Он кашлянул и после паузы отозвался:

– Короче, я постараюсь, посмотрю, если мы сможем к тебе туда попасть, но не знаю, мы вроде как скоро уезжаем. Я… мне просто действительно нравится их читать. Не знаю, когда я вижу себя там, это придает мне уверенности, что я существую.

«Эван», – произнесла я про себя.

– Когда выберешься оттуда, приезжай в Портленд, хорошо? Высунь голову на набережную и поспрашивай вокруг обо мне. Вместе мы не пропадем.

– Не вопрос, Эван, – ответила я.

– Чао-какао.

Телефон замолчал.

Айсис сосредоточилась на очередной фишке. Я положила руки на колени. Мои руки. Они брали еду из контейнеров для мусора. Дрались за места для ночлега и грязные одеяла. Они видели совсем другую жизнь, не такую, как здесь, где играют в игры в теплой комнате, пока вечер удаляется от нас там, за окном.

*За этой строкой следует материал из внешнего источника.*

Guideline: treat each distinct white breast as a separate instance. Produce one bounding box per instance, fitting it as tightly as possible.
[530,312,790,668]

– Как твоя мама? Это странно, да? – спросила Айсис.

Она составила слово «мяч». Ей понадобилось десять минут, чтобы составить «мяч».

Я подсунула руки под ноги и навалилась на них всем весом. Мне нравилось ощущать давление на кости. У него был мой альбом, но зато у меня имелась еда и постель.

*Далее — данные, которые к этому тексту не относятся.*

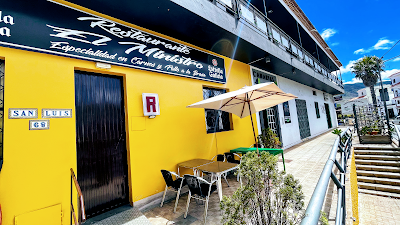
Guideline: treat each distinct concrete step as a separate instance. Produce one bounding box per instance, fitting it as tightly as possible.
[357,182,400,194]
[356,165,400,173]
[354,150,400,156]
[358,189,400,198]
[357,176,400,186]
[357,170,400,179]
[355,155,400,161]
[355,159,400,167]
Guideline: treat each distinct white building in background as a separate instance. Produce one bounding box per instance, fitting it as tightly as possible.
[389,72,400,114]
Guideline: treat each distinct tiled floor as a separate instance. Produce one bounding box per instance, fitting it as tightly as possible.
[85,205,151,225]
[143,129,346,225]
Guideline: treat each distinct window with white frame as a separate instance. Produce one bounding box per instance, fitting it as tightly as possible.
[203,87,232,133]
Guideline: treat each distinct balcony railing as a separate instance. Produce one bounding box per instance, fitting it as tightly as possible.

– У нее все отлично, – ответила я, мой голос звучал легко и непринужденно, – едет в отпуск в Портленд.

Когда я сказала Каспер, что чувствую себя безобразной, знаете, что она спросила?

Она спросила:

– На душе было безобразно, или ты ощущала себя безобразной, Чарли? Это две большие разницы, и я хочу чтобы ты поразмышляла над этой разницей. Это неотъемлемая часть твоего выздоровления.

Они действительно слишком много требовали от нас.

В группе Каспер задала нам вопрос:

– Кто ваши друзья? Есть ли какое-нибудь сообщество? Кто-то, с кем можно поговорить, с кем чувствуешь себя в безопасности там, на свободе?

– Кому вы можете доверить свои секреты? – поинтересовалась она.

Я знаю, кто я. То есть я не знаю наверняка, потому что мне всего семнадцать лет, но я знаю, какая я с другими людьми, в их глазах и в мыслях. Если вы храните школьные фотографии, спорим, что вы найдете меня там. Это легко. Кто эта угрюмая девочка? Даже если она находится между двух других детей, кажется, будто она одна на фото, потому что соседи стоят словно отдельно от нее. Ее одежда выглядит… невзрачной или вроде того. Грязной? Неопрятной? Она как будто пустое место. Вы даже не можете вспомнить ее имя? Вы легко найдете таких девочек на фотографиях. Мне даже не нужно описывать их. Вы найдете без труда тех, кто выделяется сообразительностью. Тех, кто выделяется силой или спортивными достижениями. И, наконец, похожие на меня – растрепанная девочка, лучше сказать, из бедной семьи, у нее ничего толком не получается, она сидит одна в столовой и все время рисует; ее толкают в коридоре, обзывают, потому что это ее роль, иногда она злится и в ответ пускает в ход кулаки – что еще ей остается делать? Вот поэтому, когда Каспер спросила: «Кому вы можете доверить свои секреты?» – я подумала: «Никому». Никому, кроме Эллис. Она была моим единственным шансом, и она выбрала меня. Вы, скорее всего, не понимаете, что я чувствую, потому что привыкли иметь друзей. Или, вероятно, у вас есть мама и папа или хотя бы один из них жив, и они не бьют вас. Никто не отодвигается от вас подальше, когда делают общую фотографию. Поэтому вы не знаете, как это: каждый день, каждый проклятый день чувствовать себя такой одинокой и ощущать, что черная дыра внутри поглощает тебя, – пока этот человек, по-настоящему чудесный, не пришел в твою школу. Ей просто наплевать, что все на нее глазеют, на ее черное бархатное платье, колготки в сетку, большие черные ботинки, растрепанные волосы, покрашенные в фиолетовый цвет, и красные-красные губы.

В первый день она вошла в столовую и даже не встала в очередь с подносом, она просто посмотрела на весь этот чертов зоопарк, в какой превращалась школа в перерыве на ленч, и внезапно я заметила, что она идет ко мне, улыбаясь большими красными губами. Ее огромный черный рюкзак приземлился на стол, она начала рыться в нем в поисках конфет «Пикси Стикс» и «Кэнди Баттонз» и пододвинула их ко мне, ко мне (мой карандаш замер в воздухе над рисунком, потому что это все какая-то шутка, какой-то тщательно продуманный план, чтобы посмеяться надо мной, но нет) и произнесла: «Господи, ты единственный нормальный человек в этом гадюшнике. Умираю, хочу кайфануть. Пойдем со мной после школы, словим кайф? О боже, мне нравятся твои волосы. И футболка. Ты купила или заказала в Интернете? Что это ты рисуешь, ого, это что-то неземное».